Discussion in 'Irrigation' started by Critical Care, Aug 7, 2005.

  1. Critical Care

    Critical Care LawnSite Bronze Member
    Posts: 1,654

    Okay, I'm fed up with cheap plastic nozzles with cheap little plastic parts!

    What is it with this crappola??? The other day I finally resorted to trying some low angle PGP nozzles - the grey ones. Oh wow, they worked like that little naked boy statue standing there taking a leak. What was worse was that the plastic on these guys seemed very soft and whenever I'd try to pull out a nozzle all I'd end up doing was to... was to... (I'll be gentle) totally "foul" up the nozzle.

    Different heads, different nozzles, but same problem. R-50s for example, you unsrew the little top nozzle plate and then with a small flathead screwdrive you simply pop out the nozzle. Wrong, wrong, wrong! You don't pop out the nozzle, you extract it. Arrrgh!
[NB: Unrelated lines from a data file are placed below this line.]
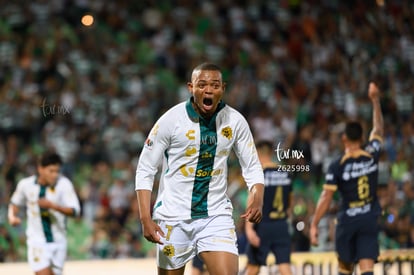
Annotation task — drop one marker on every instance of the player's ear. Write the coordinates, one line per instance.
(190, 87)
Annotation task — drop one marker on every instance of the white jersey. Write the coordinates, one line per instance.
(194, 153)
(45, 225)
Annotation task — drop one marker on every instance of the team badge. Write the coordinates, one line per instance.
(227, 132)
(169, 250)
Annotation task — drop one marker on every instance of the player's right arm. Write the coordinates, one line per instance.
(377, 119)
(324, 202)
(12, 215)
(150, 159)
(18, 198)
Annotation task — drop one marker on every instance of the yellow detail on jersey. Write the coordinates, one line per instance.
(190, 134)
(154, 131)
(169, 250)
(355, 154)
(186, 172)
(277, 215)
(377, 137)
(330, 187)
(203, 173)
(169, 230)
(227, 132)
(206, 155)
(190, 151)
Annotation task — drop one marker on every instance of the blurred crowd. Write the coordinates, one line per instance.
(296, 69)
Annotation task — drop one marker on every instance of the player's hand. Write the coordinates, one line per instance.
(314, 232)
(14, 221)
(46, 204)
(253, 238)
(254, 209)
(373, 91)
(152, 231)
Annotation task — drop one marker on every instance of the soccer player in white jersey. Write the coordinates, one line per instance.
(49, 198)
(192, 214)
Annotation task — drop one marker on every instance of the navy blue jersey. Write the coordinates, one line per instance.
(276, 194)
(355, 176)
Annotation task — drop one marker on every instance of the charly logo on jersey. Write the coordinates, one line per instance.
(149, 143)
(169, 250)
(206, 155)
(190, 151)
(357, 169)
(190, 134)
(227, 132)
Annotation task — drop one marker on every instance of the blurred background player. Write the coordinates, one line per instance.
(355, 176)
(271, 234)
(49, 198)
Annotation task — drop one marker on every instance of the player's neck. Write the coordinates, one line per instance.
(352, 147)
(41, 181)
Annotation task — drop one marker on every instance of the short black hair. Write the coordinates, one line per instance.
(207, 66)
(50, 158)
(264, 145)
(353, 130)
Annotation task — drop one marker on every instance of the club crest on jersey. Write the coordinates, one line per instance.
(169, 250)
(227, 132)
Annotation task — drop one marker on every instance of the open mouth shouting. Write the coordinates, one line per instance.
(207, 104)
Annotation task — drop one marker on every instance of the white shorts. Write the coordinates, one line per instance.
(185, 239)
(41, 256)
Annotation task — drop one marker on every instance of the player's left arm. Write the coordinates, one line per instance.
(377, 119)
(322, 207)
(252, 171)
(69, 205)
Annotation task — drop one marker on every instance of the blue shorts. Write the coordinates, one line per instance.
(357, 240)
(274, 237)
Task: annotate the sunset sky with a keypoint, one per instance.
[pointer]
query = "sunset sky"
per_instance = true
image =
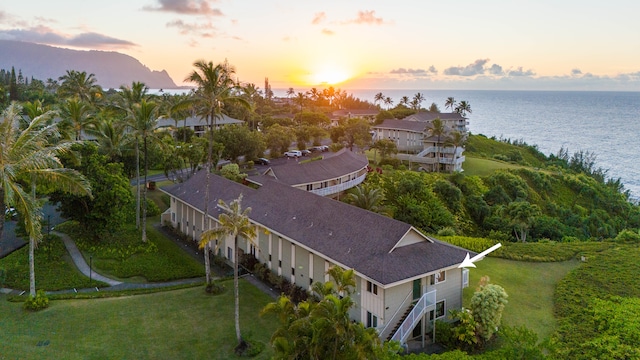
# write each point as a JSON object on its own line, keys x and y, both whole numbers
{"x": 542, "y": 44}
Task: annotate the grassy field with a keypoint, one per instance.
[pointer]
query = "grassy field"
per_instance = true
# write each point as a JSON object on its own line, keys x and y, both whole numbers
{"x": 180, "y": 324}
{"x": 530, "y": 287}
{"x": 484, "y": 167}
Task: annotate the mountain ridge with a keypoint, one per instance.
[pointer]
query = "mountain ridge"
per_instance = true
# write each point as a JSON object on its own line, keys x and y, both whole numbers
{"x": 111, "y": 69}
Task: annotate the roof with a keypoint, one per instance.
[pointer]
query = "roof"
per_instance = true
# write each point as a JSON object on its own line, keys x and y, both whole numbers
{"x": 394, "y": 124}
{"x": 341, "y": 163}
{"x": 344, "y": 234}
{"x": 425, "y": 116}
{"x": 192, "y": 121}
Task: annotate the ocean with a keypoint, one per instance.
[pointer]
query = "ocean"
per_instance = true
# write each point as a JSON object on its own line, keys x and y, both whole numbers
{"x": 604, "y": 123}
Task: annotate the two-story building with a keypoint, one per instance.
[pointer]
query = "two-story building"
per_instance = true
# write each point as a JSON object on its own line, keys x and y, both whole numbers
{"x": 415, "y": 143}
{"x": 405, "y": 279}
{"x": 329, "y": 176}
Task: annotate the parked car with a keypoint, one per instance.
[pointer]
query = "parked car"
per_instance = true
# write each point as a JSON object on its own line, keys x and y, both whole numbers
{"x": 293, "y": 153}
{"x": 262, "y": 161}
{"x": 10, "y": 214}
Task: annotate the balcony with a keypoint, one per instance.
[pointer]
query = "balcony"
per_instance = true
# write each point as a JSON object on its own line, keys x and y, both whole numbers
{"x": 335, "y": 189}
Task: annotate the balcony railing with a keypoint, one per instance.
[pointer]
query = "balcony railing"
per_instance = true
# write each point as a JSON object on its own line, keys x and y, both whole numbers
{"x": 334, "y": 189}
{"x": 426, "y": 303}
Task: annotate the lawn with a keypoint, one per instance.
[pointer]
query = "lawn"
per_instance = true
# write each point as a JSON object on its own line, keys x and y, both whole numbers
{"x": 530, "y": 287}
{"x": 179, "y": 324}
{"x": 484, "y": 167}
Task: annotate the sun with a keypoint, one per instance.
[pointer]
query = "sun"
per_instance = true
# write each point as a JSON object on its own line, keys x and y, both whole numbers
{"x": 329, "y": 75}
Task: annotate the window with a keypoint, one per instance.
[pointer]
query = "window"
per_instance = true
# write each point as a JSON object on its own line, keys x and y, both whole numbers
{"x": 440, "y": 310}
{"x": 372, "y": 320}
{"x": 372, "y": 288}
{"x": 438, "y": 278}
{"x": 465, "y": 278}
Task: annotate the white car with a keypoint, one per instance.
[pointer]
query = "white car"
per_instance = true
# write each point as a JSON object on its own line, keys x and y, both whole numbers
{"x": 293, "y": 153}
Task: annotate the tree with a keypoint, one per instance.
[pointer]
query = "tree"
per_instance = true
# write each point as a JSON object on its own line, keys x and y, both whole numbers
{"x": 522, "y": 214}
{"x": 367, "y": 198}
{"x": 215, "y": 87}
{"x": 233, "y": 222}
{"x": 418, "y": 98}
{"x": 323, "y": 329}
{"x": 79, "y": 84}
{"x": 77, "y": 116}
{"x": 487, "y": 305}
{"x": 112, "y": 202}
{"x": 379, "y": 97}
{"x": 457, "y": 140}
{"x": 437, "y": 130}
{"x": 355, "y": 133}
{"x": 386, "y": 147}
{"x": 30, "y": 156}
{"x": 300, "y": 99}
{"x": 450, "y": 103}
{"x": 142, "y": 119}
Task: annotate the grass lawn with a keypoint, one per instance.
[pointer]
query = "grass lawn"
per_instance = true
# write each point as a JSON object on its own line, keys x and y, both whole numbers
{"x": 180, "y": 324}
{"x": 530, "y": 287}
{"x": 484, "y": 167}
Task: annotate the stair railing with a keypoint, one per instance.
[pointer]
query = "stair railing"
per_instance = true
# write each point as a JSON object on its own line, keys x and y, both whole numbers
{"x": 426, "y": 302}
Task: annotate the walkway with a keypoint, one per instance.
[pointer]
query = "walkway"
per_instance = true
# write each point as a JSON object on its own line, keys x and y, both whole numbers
{"x": 116, "y": 285}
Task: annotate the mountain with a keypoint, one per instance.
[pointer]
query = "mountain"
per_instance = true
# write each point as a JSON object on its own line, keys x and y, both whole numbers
{"x": 111, "y": 68}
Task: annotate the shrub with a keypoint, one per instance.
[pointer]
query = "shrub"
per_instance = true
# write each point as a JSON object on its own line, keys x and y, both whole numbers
{"x": 39, "y": 302}
{"x": 628, "y": 236}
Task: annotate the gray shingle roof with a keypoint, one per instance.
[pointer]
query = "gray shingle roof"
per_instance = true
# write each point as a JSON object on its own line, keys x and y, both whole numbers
{"x": 407, "y": 125}
{"x": 351, "y": 236}
{"x": 333, "y": 166}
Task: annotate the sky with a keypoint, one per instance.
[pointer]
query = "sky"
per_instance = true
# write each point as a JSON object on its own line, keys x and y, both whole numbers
{"x": 356, "y": 44}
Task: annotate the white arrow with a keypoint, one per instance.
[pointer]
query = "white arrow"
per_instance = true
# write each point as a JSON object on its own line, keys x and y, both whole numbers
{"x": 470, "y": 262}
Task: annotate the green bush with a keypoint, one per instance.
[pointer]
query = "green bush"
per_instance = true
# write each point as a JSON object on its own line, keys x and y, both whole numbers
{"x": 39, "y": 302}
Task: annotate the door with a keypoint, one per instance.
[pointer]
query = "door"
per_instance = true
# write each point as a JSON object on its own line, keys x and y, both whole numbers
{"x": 417, "y": 293}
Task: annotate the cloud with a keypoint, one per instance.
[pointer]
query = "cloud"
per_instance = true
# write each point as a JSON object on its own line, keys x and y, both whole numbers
{"x": 367, "y": 18}
{"x": 199, "y": 29}
{"x": 186, "y": 7}
{"x": 45, "y": 35}
{"x": 495, "y": 69}
{"x": 408, "y": 71}
{"x": 319, "y": 18}
{"x": 476, "y": 68}
{"x": 520, "y": 72}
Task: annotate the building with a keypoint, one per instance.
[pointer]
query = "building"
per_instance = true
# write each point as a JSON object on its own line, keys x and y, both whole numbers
{"x": 415, "y": 144}
{"x": 330, "y": 176}
{"x": 197, "y": 124}
{"x": 404, "y": 279}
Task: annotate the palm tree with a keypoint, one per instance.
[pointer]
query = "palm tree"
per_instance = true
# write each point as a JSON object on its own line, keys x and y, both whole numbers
{"x": 142, "y": 120}
{"x": 418, "y": 98}
{"x": 388, "y": 101}
{"x": 234, "y": 222}
{"x": 79, "y": 84}
{"x": 77, "y": 116}
{"x": 215, "y": 87}
{"x": 379, "y": 97}
{"x": 463, "y": 108}
{"x": 127, "y": 98}
{"x": 437, "y": 129}
{"x": 368, "y": 198}
{"x": 300, "y": 99}
{"x": 290, "y": 92}
{"x": 29, "y": 154}
{"x": 450, "y": 103}
{"x": 457, "y": 140}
    Someone tell me how to get rid of my needlenose pliers and other implements of disaster for something, some method that will work.
  2. Wet_Boots

    Wet_Boots LawnSite Fanatic
    Posts: 47,686

    Once upon a time, a very well-designed rotor head included a cylindrical depression on the flat surface of their nozzles, so you could thread in a machine screw, the same one that retained the nozzle in position, and pull out the nozzle with it. And there was joy in the land, and the repairmen were happy.
  3. bicmudpuppy

    bicmudpuppy LawnSite Silver Member
    Posts: 2,781

    Uhmmmm, can I beat the drum again? ROFLMAO. Those irritrol CR500's (and the k-rain heads at cheapo too) have a slot at the top to insert the "hook" in the adjustment tool to pull the nozzle out. The other solution......remove the retaining screw and turn the water on, if the nozzle doesn't pop out then, give it a downward "Stomp" and the nozzle will propel itself out into the yard.
  4. Dirty Water

    Dirty Water LawnSite Fanatic
    Posts: 6,799

    Yup, and if your gentle, the hunter adjustment wrench usually brings out the PGP ones without a fight. But I carry my wave with me just in case.
  5. jerryrwm

    jerryrwm LawnSite Bronze Member
    Posts: 1,274

    (Taking a Manly Stance) I carry a couple of crochet hooks in my tool box. It gets out rotor nozzles ahd will even help remove those stuck spray head filters.
  6. Wet_Boots

    Wet_Boots LawnSite Fanatic
    Posts: 47,686

    I have/had a couple of dental picks for similar use.
  7. jcom

    jcom LawnSite Senior Member
    Posts: 791

    O'ring removal tools are like dental tools, I spose but I use one all the time for slipping out nozzles.

    One end is curved and dull and one is very sharp. Take your pick. Work well for me.

  8. Luke in Nebraska

    Luke in Nebraska LawnSite Member
    Posts: 35

    The most simple rotor nozzle to change is Toro's S700, also color coded which is nice.
  9. jcom

    jcom LawnSite Senior Member
    Posts: 791

    I agree the Toro S700 are a breeze to change. I used them for a couple of years but just had too much trouble with Toro stuff so in my attempts to cut down on inventory and call backs, I have not used Toro heads in a while. The 800's were nothing but trouble and call backs so took them off my "will use" list.

  10. Wet_Boots

    Wet_Boots LawnSite Fanatic
    Posts: 47,686

    In an area with old Toro installations, it would pay to have some Super700's in the service inventory (even some Super600's) - kind of a nuisance that one head can't do both part and full circles, but heads the same height as what you replace are very useful. Besides the easy removal, the Super700 nozzles could be had in 15° low-angle and 5° flat versions, and allow for some placements you couldn't achieve with a Hunter head.